Had an interesting conversation with a friend who is a joiner. Well, a ship's carpenter which means he is an elite joiner who can turn his hand to other skills as well. The problem is still fitting a library into a smaller size study without major deletions from my catalogue. So the large clothes cupboard in this modest room, given a ship's carpenter's skills, will provide another 23 feet of shelving and some filing space. The Tardis principle. Or maybe a jig saw puzzle - all the pieces only fit together one way?

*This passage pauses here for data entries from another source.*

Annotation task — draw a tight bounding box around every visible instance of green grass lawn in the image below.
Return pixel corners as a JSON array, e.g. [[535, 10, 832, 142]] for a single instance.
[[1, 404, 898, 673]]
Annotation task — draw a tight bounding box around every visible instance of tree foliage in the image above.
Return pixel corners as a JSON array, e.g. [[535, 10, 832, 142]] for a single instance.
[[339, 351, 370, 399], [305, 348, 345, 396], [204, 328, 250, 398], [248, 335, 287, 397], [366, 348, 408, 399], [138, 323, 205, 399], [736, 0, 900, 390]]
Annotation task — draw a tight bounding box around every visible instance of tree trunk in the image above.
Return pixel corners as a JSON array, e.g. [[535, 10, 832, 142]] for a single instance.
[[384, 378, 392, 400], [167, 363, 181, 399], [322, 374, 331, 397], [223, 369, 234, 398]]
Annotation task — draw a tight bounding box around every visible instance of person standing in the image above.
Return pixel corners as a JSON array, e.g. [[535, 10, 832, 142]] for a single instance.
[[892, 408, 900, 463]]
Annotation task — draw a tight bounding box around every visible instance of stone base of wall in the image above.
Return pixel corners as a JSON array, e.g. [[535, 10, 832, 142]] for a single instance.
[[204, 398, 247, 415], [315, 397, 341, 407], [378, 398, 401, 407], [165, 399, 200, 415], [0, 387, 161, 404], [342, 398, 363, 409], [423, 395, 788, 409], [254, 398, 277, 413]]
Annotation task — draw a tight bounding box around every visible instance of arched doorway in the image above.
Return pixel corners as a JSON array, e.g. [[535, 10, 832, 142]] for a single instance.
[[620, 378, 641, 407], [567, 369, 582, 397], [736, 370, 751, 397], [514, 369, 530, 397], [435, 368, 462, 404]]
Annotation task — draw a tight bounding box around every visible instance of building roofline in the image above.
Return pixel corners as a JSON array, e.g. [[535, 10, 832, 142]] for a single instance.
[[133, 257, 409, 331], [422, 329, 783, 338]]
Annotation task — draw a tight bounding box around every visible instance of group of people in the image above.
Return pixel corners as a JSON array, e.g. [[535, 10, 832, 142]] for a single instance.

While discussing the problem I mentioned a number of suggestions made by well meaning friends, that I should just downsize my library, get rid of surplus, expel the excess. Didn't mention Stuart's much more convenient suggestion to give them to him :)) Anyway, said my friend, I paraphrase, but accurately, - "I have a tool kit, and several planes, saws, chisels, hammers, and need a wee trailer to carry them to go and do a job. Your library is a tool kit - you'll get rid of something and then you'll need it. A library isn't just books - it's a lifelong collection of the things you do your work with." I love a man who understands. I showed him my prized Cambridge hardback edition of the George Herbert's poems and explained the extended mortgage needed to buy it. It's inconceivable I'd part with it. It and the vast majority of my books are not bought on impulse - they are chosen companions, resident scholars of choice, conversation partners, gifts of thought and ideas that have made me who I am. Sure some of them can go.
But I have an annual review of my whole library anyway, have done every year for decades, and a box or two go away each year to new homes. So we spent time conspiring against the limitations of space, doing the math, planning and measuring so as to have adequate shelving without the study being overwhelmingly stuffed - I also like wall space for my pictures, and a sense of beauty as well as utility.